Пугачев поднес листок к глазам, наморщился, проговорил:
– Эх, худо видеть стал, все глаза-то выплакал из-за злодеев, из-за гонителей своих. – Он достал очки, протер их уголком скатерти, неуклюжим жестом оседлал ими нос и долго всматривался в написанное, затем сказал: – Мастер! Дюже хорошо обучен. Ты пригодишься мне. Авось Бог приведет иноземным королям писать да государям. Обо мне вся земля услышит, а как дойдет до дела, все государи-одномышленники за меня горой вступятся.

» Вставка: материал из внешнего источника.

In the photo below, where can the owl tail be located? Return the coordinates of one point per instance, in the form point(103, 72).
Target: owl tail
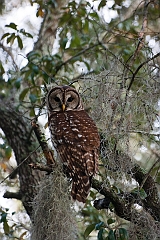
point(80, 187)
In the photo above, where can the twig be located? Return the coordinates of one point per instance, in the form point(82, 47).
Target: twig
point(139, 67)
point(149, 172)
point(10, 54)
point(41, 167)
point(19, 165)
point(42, 141)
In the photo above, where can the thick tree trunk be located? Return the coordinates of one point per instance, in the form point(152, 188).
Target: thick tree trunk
point(22, 140)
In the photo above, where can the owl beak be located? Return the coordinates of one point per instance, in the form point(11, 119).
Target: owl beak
point(63, 107)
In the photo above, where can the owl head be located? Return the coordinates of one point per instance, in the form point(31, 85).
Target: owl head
point(64, 98)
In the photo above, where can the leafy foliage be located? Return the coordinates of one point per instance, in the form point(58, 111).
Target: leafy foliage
point(115, 68)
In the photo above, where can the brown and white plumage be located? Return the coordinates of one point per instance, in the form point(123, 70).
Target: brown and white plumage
point(75, 137)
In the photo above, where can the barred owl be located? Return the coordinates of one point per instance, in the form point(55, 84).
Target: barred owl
point(75, 138)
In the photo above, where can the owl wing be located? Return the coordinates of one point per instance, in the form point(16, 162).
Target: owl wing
point(77, 142)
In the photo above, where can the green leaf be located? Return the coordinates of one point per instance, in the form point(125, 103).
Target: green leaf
point(8, 152)
point(18, 82)
point(32, 113)
point(99, 225)
point(111, 235)
point(11, 38)
point(110, 221)
point(33, 98)
point(25, 33)
point(2, 71)
point(100, 234)
point(140, 192)
point(3, 217)
point(23, 94)
point(89, 229)
point(12, 25)
point(102, 4)
point(123, 234)
point(5, 35)
point(63, 43)
point(20, 43)
point(6, 227)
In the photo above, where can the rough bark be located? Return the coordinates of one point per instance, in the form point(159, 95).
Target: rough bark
point(22, 140)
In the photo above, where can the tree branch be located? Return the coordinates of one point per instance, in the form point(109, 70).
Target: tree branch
point(139, 67)
point(43, 143)
point(16, 195)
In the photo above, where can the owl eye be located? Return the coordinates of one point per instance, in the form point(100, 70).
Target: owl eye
point(57, 99)
point(70, 99)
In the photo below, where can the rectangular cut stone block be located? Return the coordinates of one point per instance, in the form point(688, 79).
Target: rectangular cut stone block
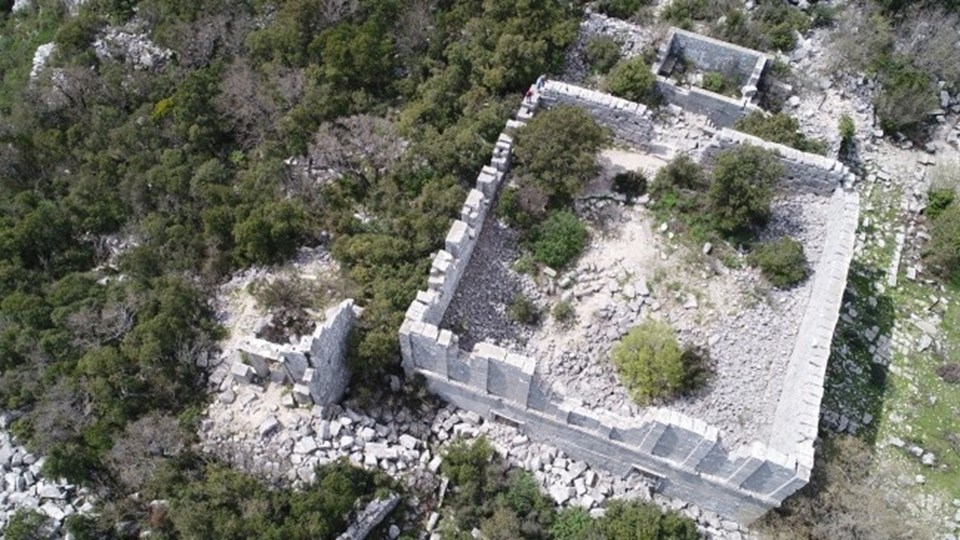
point(457, 238)
point(241, 373)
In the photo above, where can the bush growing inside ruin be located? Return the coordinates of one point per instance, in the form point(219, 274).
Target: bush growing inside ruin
point(908, 96)
point(632, 79)
point(719, 83)
point(653, 366)
point(779, 128)
point(842, 500)
point(937, 201)
point(950, 372)
point(742, 188)
point(630, 184)
point(557, 152)
point(683, 12)
point(848, 130)
point(621, 9)
point(504, 503)
point(602, 53)
point(643, 520)
point(682, 177)
point(523, 310)
point(783, 262)
point(559, 240)
point(28, 524)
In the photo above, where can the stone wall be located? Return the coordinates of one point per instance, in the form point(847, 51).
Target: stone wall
point(723, 111)
point(681, 455)
point(630, 122)
point(370, 518)
point(796, 422)
point(707, 54)
point(802, 171)
point(316, 366)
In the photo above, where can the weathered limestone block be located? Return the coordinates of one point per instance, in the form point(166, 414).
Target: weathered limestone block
point(242, 373)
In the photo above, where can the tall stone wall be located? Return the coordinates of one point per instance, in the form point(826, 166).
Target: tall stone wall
point(682, 455)
point(802, 171)
point(630, 121)
point(316, 366)
point(797, 418)
point(709, 54)
point(723, 111)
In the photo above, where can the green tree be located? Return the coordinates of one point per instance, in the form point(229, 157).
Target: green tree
point(742, 188)
point(639, 520)
point(633, 79)
point(779, 128)
point(649, 361)
point(559, 240)
point(557, 152)
point(782, 262)
point(27, 524)
point(602, 53)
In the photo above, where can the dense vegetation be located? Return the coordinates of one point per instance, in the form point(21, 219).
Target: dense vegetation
point(732, 200)
point(783, 262)
point(633, 79)
point(654, 367)
point(184, 166)
point(555, 156)
point(780, 128)
point(506, 504)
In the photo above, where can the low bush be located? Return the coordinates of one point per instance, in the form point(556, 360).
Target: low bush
point(559, 240)
point(563, 312)
point(26, 524)
point(632, 79)
point(523, 310)
point(719, 83)
point(782, 262)
point(683, 12)
point(630, 184)
point(681, 174)
point(621, 9)
point(780, 128)
point(937, 201)
point(848, 130)
point(950, 372)
point(556, 152)
point(907, 96)
point(653, 366)
point(642, 520)
point(742, 188)
point(779, 23)
point(602, 53)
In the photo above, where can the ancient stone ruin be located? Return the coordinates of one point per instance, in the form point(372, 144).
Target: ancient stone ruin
point(315, 366)
point(681, 456)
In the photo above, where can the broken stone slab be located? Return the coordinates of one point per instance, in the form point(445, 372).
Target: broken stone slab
point(268, 427)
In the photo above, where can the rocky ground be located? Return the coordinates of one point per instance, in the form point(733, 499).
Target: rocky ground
point(248, 427)
point(23, 487)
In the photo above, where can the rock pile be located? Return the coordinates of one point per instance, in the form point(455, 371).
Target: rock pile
point(23, 487)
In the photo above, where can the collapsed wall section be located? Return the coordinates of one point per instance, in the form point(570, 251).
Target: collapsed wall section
point(802, 172)
point(796, 421)
point(746, 66)
point(316, 366)
point(683, 456)
point(630, 121)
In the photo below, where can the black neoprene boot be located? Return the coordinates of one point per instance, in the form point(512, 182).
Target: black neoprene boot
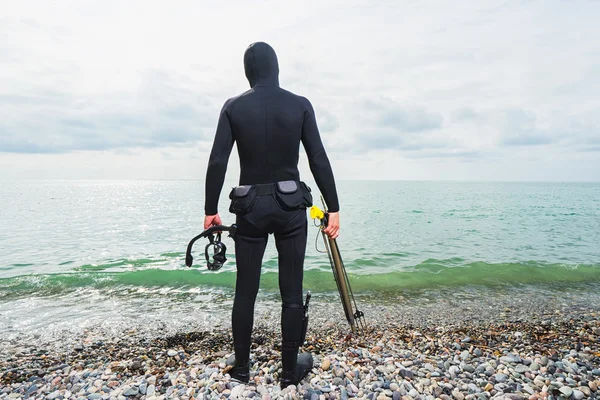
point(293, 374)
point(239, 372)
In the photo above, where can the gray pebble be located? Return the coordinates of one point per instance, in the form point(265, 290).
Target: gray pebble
point(150, 390)
point(469, 368)
point(567, 391)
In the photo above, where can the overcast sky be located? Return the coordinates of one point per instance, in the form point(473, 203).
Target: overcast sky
point(442, 90)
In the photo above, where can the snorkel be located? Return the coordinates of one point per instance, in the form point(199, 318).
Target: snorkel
point(217, 259)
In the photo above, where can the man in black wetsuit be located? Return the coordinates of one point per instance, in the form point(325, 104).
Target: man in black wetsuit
point(268, 124)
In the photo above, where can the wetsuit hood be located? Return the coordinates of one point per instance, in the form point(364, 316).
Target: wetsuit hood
point(260, 65)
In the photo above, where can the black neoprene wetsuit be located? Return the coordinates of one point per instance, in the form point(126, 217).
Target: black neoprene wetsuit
point(268, 124)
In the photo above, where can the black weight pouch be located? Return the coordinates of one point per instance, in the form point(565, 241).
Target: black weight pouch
point(243, 199)
point(293, 195)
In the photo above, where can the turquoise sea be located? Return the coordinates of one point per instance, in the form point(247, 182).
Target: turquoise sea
point(78, 253)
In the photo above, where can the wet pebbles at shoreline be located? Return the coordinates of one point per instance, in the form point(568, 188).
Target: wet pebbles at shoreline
point(554, 358)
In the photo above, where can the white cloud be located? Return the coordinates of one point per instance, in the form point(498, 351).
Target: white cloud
point(407, 90)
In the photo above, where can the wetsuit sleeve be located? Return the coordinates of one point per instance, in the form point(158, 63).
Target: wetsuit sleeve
point(217, 163)
point(318, 160)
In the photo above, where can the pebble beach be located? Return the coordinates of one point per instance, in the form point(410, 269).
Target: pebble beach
point(493, 348)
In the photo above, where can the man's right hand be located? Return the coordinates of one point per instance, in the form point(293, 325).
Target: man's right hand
point(333, 225)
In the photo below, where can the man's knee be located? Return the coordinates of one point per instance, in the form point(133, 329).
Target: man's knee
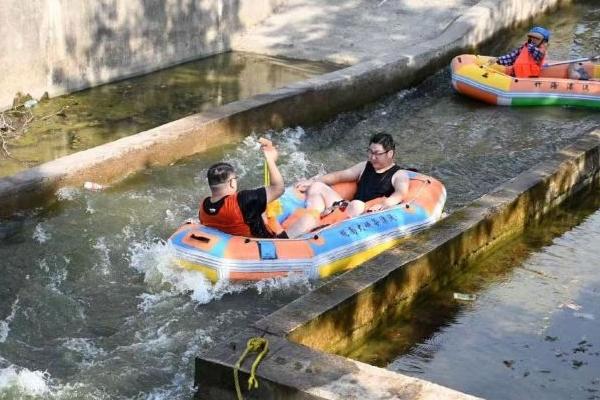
point(316, 188)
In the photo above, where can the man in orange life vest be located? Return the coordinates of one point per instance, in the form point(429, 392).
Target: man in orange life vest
point(381, 184)
point(528, 59)
point(240, 213)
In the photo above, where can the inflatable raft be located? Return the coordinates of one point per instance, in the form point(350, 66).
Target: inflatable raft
point(330, 249)
point(472, 77)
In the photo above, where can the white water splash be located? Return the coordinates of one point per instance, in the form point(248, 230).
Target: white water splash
point(86, 348)
point(5, 324)
point(155, 261)
point(21, 382)
point(103, 255)
point(40, 234)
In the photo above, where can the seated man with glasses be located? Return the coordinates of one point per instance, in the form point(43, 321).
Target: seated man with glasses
point(377, 178)
point(240, 213)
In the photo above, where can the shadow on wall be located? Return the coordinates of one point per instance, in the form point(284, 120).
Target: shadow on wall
point(123, 39)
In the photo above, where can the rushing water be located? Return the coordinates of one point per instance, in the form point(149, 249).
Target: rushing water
point(78, 121)
point(91, 306)
point(533, 331)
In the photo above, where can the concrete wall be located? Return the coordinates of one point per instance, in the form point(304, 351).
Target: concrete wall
point(58, 46)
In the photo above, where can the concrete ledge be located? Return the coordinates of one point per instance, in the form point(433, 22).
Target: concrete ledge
point(302, 103)
point(291, 371)
point(345, 309)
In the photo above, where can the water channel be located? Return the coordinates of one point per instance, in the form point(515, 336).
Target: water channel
point(532, 329)
point(92, 307)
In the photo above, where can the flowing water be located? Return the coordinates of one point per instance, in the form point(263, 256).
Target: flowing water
point(80, 120)
point(532, 331)
point(91, 306)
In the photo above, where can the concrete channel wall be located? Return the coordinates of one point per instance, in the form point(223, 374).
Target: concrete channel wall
point(350, 306)
point(304, 103)
point(59, 46)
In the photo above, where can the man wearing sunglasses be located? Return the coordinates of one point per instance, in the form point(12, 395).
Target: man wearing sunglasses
point(381, 184)
point(240, 213)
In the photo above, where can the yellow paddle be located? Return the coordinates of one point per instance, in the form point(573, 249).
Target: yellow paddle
point(273, 208)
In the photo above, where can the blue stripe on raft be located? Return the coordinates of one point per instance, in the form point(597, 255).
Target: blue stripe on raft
point(365, 226)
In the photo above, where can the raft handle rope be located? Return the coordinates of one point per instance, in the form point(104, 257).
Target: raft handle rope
point(258, 345)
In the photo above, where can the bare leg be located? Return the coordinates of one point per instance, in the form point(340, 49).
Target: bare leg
point(318, 197)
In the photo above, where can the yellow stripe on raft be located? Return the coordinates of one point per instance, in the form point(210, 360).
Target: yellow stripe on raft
point(486, 76)
point(208, 272)
point(355, 260)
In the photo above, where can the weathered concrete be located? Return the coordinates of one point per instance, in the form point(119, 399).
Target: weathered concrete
point(354, 31)
point(302, 103)
point(59, 46)
point(291, 371)
point(346, 309)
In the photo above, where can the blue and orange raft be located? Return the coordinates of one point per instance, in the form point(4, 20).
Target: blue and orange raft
point(330, 249)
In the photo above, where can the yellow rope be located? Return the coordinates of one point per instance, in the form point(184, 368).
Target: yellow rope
point(255, 345)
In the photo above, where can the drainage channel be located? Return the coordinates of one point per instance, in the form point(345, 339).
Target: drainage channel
point(67, 124)
point(530, 331)
point(91, 306)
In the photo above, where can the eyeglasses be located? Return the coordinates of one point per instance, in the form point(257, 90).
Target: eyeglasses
point(376, 154)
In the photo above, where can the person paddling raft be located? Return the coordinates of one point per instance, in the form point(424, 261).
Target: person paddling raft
point(380, 184)
point(528, 59)
point(241, 213)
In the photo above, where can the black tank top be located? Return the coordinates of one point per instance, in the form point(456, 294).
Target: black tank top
point(372, 185)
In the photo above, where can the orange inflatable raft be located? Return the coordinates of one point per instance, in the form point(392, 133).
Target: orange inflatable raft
point(473, 77)
point(330, 249)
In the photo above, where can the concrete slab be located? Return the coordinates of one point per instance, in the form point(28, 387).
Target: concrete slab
point(332, 316)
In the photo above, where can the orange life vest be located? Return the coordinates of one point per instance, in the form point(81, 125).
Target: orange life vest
point(525, 65)
point(229, 219)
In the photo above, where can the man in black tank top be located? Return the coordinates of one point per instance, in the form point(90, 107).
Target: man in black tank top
point(378, 177)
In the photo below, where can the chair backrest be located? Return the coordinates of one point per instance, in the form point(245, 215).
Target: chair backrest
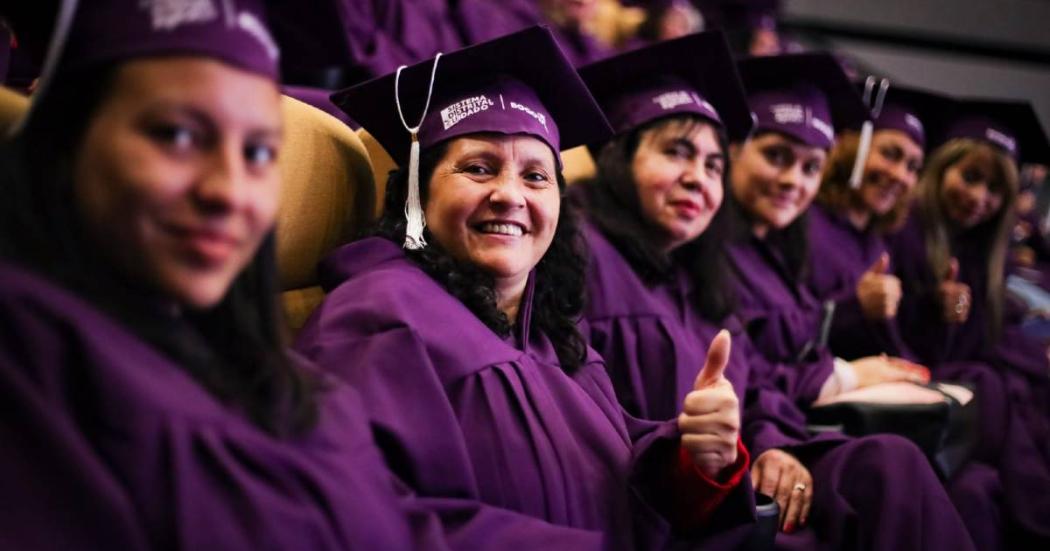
point(328, 195)
point(13, 107)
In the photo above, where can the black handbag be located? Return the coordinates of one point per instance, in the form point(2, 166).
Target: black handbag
point(946, 431)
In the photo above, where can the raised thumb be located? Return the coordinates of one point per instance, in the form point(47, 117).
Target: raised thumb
point(952, 270)
point(881, 266)
point(715, 364)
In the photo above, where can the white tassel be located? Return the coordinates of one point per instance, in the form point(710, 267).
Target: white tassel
point(862, 149)
point(864, 146)
point(413, 207)
point(415, 221)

Я-то искони русский, не Катерине, а мне владеть русской землей... Ну да то еще долга песня! – Он взглянул на портрет Павла Петровича, хотел еще что-то сказать, но только махнул рукою: – Ну, иди! Служи мне верно. Да в порядке себя держи! – добавил с непонятными Шванвичу рассеянностью и равнодушием.
Шванвич ушел. В прихожей то и дело хлопала наружная дверь, стучали подкованные каблуки, слышались сдержанные голоса, иногда дверь в золоченую горенку приоткрывалась, высовывалась чья-либо борода. Пугачев отмахивался рукой, дверь со скрипом закрывалась снова.
Швырнув очки в ящик стола (он в стекла их ничего не видел), Пугачев с напряжением всматривался в мудреную пропись Шванвича. Раздувая ноздри, долго посапывал и морщил лоб. Затем взял перо и, поглядывая на бисер букв, стал писать каракульки. Рука, ловко владевшая саблей, с трудом держала мягкое гусиное перо... Дверь скрипнула, он бросил перо и поднял голову. Перед ним, покашливая в горсть, стоял Максим Шигаев.
– Слышь-ка, Максим Григорьич! – сказал Пугачев, прикрывая широкой ладонью бумагу. – За этими хлопцами – Шваныч да другой с ним – треба покрепче досмотр держать.
– Да ведь их, офицеров-то, много понахватано, батюшка Петр Федорыч, их без малого дюжина теперь у нас. Конечно – дворяне! За ними глаз да глаз!
– Мне желательно не в ком ином прочем, а в Шваныче увериться, – прервал его Пугачев. – Он иностранным обучен и нам горазд надобен. Ежели по молодости лет будет в нем шатание, ну так и одернуть можно, чтобы опять к нашей дорожке потянул. Смекаешь? Шваныч, я чаю, человек хоть и молодой, а кубыть надежный. Я чаю, Шваныч назад глядеть не станет. Его отец от вышнего начальства обиженный, а по отцу – обижен и сын. Смекаешь, что к чему? Алешка Орлов, граф, отца-то изобидел, отец-то харю Орлову, графу, порубил палашом, из-за княгини одной перетырка вышла у них. Она и того и другого приголубливала, а собой такая – взглянешь, закачаешься, одно слово – фрухт, – с легкостью, даже с оттенком удовольствия плел измышленье Пугачев. – И вот сдается мне, Максим Григорьевич, что хлопец не больно-то правителями довольный, а скорее всего нашу руку станет держать. Глаза у него дерзкие, и как сказывал он мне про обиду, аж затрясся весь. Ты как полагаешь?
Житейски опытный Шигаев не мог не согласиться с доводами Пугачева, но в его душе гнездилось врожденное предубеждение к дворянству, и, мазнув концами пальцев по надвое расчесанной бороде, он уклончиво ответил:
– Время укажет, батюшка Петр Федорыч. Правда, что он не сам пришел к нам, а привели его... Ну да ведь своевольных-то дорожек ихнему брату, дворянам, к нам и нетути... Да еще надобно дознаться: богаты его родители алибо малосильны; родовитые господа алибо захудалые какие обсевки в поле?
– Бедные его родители, самые бедные! Он сам так толковал... – поднял голос Пугачев; ему очень хотелось склонить упорного и подозрительного Шигаева на сторону Шванвича. – Одним словом, Григорьич, недельки через две ты отрепортуешь мне о нем... Ты что, по делу?
– По делу, Петр Федорыч. Наши патрули «язычка» сграбастали. Схваченный показал, что-де полковник Чернышев с Сорочинской подступает, а оттуда в Татищеву-де ладит идтить, а опосля и в Оренбург.
– Это который Чернышев?
– А он симбирский комендант, его отрядил казанский губернатор идтить походом по Сакмарской линии к Оренбургу. Рейнсдорпа вызволять.
– Чернышева до Оренбурга допущать не можно, Григорьич.
– Да уж постараемся...
– Ежели сила не берет, хитростью надо обмануть.